L’uno e l’altra. Eppure al PD servirebbe un candidato (più che un autocandidato) diverso da entrambi. Radicato nel partito e nel sociale più che nelle amministrazioni che controlla, una donna-uomo “politico” piuttosto che tout court “di governo”, una persona che i luoghi del disagio li conosca per frequentazione e non per sentito dire, che non si senta “capo” di alcunché ma primo tra pari, che dia alla comunicazione lo spazio che merita e non di più, che non si rivolga solo e sempre ai ceti riflessivi, ai cervelli in fuga, a quelli bravi, a quelli meritevoli, ai benestanti, alle “belle persone”, ai produttori (chiunque si intenda con questo termine), ma capovolga la sua visione e finalmente ribalti la piramide e ponga in cima ultimi e penultimi, anche se sono brutti, sporchi e cattivi. Incolti e immeritevoli, rozzi e poveri. Lavoratori manuali non solo intellettuali.
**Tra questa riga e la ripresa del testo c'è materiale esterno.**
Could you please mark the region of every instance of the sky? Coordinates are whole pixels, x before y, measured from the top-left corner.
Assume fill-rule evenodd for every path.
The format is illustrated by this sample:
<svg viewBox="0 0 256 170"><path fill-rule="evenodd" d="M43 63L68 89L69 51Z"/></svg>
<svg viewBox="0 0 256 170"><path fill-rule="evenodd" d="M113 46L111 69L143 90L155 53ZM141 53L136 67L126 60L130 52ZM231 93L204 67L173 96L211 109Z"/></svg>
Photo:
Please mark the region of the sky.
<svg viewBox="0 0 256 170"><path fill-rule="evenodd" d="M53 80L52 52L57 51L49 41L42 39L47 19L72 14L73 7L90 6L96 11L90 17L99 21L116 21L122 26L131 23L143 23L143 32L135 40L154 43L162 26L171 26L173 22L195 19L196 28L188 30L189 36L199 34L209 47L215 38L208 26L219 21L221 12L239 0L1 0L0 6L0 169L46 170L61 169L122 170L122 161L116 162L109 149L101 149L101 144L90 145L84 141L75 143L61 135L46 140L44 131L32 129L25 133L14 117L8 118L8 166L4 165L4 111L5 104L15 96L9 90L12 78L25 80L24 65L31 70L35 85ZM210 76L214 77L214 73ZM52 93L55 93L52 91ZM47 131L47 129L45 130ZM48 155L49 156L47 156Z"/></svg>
Il punto è che non so se il PD sia un partito ancora in grado di generare un tipo di classe dirigente (e persino di militanza di base) con questa sensibilità e cultura. Una volta borghesi, colti e benestanti nel PCI erano dalla parte degli operai, ne subivano l’egemonia, ne erano gli intellettuali organici. Oggi persino gli operai non sanno più da che parte stare. È questa la tragedia politica che né Bonaccini né Schlein sembrano in grado di affrontare con successo. Una tragedia di cui, anzi, sono figli legittimi entrambi.